Longear Sunfish

Family: 
Centrarchidae (sunfishes) in the order Perciformes (perch-like fishes)
Description: 

Deep and slab-sided sunfish with a moderate-sized mouth, the upper jaw nearly reaching the front of the eye. Back and sides are blue-green speckled with yellow and emerald; the belly is yellow or orange. Side of head is olive or light orange with sky-blue vermiculations. Elongated ear flap is black and often bordered in white. Rounded pectoral fin.  Most closely related to bluegill, green sunfish, and other sunfishes.

Size: 
Total length: 5 to 6 inches; maximum about 7 inches and 4.5 ounces.
Habitat and conservation: 
Occurs in reservoirs, ponds, and in pools, inlets, and overflow waters of streams. Prefers clear water and a sand, gravel, or pebble bottom. Abundant in Ozark streams of all sizes except for extreme headwaters. Favors clear, permanent-flowing streams having sandy or rocky bottoms and aquatic vegetation. Avoids strong currents and is found in pools, inlets, and overflow waters adjacent to the stream channel. Most active in daytime.
Foods: 
Carnivorous, feeding on insects, small crustaceans, and some small fish.
Distribution in Missouri: 
In the southern half of the state.
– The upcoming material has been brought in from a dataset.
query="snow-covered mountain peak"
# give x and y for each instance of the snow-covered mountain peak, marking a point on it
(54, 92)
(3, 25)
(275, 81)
This species is the most abundant and generally distributed sunfish in southern Missouri.
Status: 
This nongame fish is also sometimes called "pumpkinseed," "creek perch," "sun perch," and "sunnie."
Life cycle: 
Individuals can live for 6 years.
Human connections: 
Despite its small size, the longear sunfish is an important panfish in Ozark streams because of its abundance and willingness to bite. Provides excellent sport when taken on light tackle.